How to Choose a Disability Insurance Policy


Find out how soon your benefits would start. Some policies have waiting periods of 90 to 120 days. If you are sure to have enough savings to cover these months, that may not be a problem, but if 3 months of bills would bankrupt you, you must find the shortest waiting period. Also ask whether the policy will cover partial as well as total disability. Some policies allow for partial disability payments once you have gone through a period of total disability.


Ask about which pre-existing conditions would render you ineligible for the policy. Find out if any issues arising from those are covered. For example, if you are a diabetic without complications, would you be eligible for help if the condition changed and you were unable to work? This is a crucial point because the issues most likely to cause your disability may be ineligible for coverage.


Get information about the company's cancellation policy. Some insurance companies can't cancel you or increase your premiums once you sign up. Other policies, however, are renewable each year, and although you will always have the same policy, it may cost more every year. Find out if you will have to pay the premiums even when you're disabled. Some of these policies waive these fees, but some do not, and you would have to pay back part of your benefit each month in premiums.


Find out how long disability benefits last since some policies have different terms in this area. Some provide coverage until your Social Security benefits start up at age 65, which is usually a good thing for the insured. Find out if there is coverage for rehabilitation care. Many disabilities require this, but many policies don't pay for it.


Use caution when signing up for any added-on benefits that will increase the cost of your premiums. Usually these extra benefits are not worth the money, so look these over very carefully. Realize that many agents make a lot more money to make sure that you buy these extras, so don't let them push you into any of them.

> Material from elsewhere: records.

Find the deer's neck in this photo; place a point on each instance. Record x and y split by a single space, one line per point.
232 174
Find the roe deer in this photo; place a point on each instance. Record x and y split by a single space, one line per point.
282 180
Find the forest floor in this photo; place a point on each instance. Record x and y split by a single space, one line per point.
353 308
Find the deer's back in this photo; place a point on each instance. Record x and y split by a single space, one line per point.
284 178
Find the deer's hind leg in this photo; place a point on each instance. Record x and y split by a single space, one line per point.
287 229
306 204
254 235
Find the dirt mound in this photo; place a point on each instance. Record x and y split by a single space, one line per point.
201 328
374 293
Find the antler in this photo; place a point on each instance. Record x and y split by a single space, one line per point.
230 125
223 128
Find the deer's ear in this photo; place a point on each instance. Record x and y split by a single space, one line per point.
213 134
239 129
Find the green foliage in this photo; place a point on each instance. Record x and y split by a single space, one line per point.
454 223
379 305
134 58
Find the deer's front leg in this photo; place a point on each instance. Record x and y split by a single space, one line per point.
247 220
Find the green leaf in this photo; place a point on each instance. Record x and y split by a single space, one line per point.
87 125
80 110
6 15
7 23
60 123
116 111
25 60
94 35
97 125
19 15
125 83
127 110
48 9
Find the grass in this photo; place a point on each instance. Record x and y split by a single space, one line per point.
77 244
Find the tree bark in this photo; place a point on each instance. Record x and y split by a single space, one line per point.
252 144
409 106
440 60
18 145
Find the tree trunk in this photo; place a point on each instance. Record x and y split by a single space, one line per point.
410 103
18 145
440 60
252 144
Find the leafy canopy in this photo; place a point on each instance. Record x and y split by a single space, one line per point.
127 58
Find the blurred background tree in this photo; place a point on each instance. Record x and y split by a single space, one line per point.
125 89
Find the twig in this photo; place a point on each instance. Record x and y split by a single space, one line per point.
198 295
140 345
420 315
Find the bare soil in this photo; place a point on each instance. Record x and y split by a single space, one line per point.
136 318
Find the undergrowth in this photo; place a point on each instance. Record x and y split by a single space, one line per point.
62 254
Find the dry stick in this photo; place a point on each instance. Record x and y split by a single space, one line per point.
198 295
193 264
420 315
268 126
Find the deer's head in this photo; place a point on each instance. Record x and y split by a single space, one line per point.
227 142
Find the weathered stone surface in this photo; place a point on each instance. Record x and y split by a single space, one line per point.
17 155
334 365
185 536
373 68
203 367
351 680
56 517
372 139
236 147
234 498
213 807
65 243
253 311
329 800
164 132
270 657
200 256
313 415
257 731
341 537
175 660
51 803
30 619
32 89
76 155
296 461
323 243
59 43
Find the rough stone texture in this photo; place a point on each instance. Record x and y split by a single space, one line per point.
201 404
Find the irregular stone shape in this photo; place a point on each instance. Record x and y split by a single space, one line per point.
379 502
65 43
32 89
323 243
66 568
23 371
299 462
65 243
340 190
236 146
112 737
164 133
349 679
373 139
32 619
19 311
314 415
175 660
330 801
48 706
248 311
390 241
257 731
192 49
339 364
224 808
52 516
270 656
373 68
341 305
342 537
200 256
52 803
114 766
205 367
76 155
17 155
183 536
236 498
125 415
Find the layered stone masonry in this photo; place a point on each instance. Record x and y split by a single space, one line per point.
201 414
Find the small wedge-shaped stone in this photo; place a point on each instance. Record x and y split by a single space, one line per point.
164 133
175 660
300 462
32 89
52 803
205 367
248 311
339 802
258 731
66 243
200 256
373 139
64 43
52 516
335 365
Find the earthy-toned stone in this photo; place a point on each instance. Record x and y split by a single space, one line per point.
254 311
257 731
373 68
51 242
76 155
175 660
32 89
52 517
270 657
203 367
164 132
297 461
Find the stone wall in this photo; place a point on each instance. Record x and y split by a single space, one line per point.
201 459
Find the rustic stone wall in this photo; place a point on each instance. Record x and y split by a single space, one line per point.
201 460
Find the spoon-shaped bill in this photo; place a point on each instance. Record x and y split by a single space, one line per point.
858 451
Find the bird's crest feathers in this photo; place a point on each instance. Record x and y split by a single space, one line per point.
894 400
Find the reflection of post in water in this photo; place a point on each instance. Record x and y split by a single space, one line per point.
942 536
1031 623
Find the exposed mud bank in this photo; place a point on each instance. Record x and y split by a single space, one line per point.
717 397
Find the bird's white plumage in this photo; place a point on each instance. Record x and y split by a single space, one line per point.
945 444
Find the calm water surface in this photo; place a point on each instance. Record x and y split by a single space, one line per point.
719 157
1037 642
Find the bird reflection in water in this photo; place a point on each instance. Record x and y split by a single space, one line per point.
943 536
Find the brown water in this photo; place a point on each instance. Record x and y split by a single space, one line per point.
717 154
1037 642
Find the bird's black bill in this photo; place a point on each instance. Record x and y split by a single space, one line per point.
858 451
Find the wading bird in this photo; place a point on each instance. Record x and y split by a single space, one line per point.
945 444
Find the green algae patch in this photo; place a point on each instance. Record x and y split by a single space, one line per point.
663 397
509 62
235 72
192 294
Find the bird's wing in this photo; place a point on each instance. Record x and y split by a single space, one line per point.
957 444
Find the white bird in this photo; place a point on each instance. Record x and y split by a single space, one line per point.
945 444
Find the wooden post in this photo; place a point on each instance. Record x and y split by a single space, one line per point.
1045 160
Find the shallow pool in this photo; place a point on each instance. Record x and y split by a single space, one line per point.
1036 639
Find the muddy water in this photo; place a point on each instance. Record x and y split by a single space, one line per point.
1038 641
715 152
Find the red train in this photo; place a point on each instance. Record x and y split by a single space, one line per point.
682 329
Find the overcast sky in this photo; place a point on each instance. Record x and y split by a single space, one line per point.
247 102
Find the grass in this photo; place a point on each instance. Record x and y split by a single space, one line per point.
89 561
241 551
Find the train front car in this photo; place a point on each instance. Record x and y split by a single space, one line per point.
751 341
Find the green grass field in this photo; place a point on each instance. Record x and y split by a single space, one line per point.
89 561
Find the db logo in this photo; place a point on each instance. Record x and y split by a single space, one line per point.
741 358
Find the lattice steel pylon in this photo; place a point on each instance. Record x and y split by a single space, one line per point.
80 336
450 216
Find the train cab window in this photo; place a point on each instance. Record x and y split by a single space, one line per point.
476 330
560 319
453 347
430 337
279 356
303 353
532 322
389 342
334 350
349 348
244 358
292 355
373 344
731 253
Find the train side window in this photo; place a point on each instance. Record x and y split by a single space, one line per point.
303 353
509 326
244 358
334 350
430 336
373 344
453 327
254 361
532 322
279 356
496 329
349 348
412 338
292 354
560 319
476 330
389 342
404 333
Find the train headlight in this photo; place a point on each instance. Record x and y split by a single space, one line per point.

Don't let the insurance agent fill out your health questionnaire. They may leave out something important to try and squeeze you through, and then later you'll be found ineligible. Realize that you must submit blood and urine tests that will show up many problems.


Read up on all the information you can find. Go to the Disability Insurance Forums website for lots of tips and information. They have great consumer advice and questions sections. Their URL is listed in Resources below.

Tips and Warnings

  • Make sure that your policy covers the cost of the premiums when you're collecting. You shouldn't have to give back a chunk of your benefits to the insurance company each month.
  • Insurance salespeople can be very aggressive. Let them know that you are going to talk to several companies and that you will not be deciding on insurance until you do.
  • Disability insurance is a good safety net to have if you are ever unable to work due to a long-term injury or illness. Choosing the policy that's right for you can be confusing. There are a lot of policies with a wide range of different benefits. Making a choice becomes easier when you understand which benefits are important to you.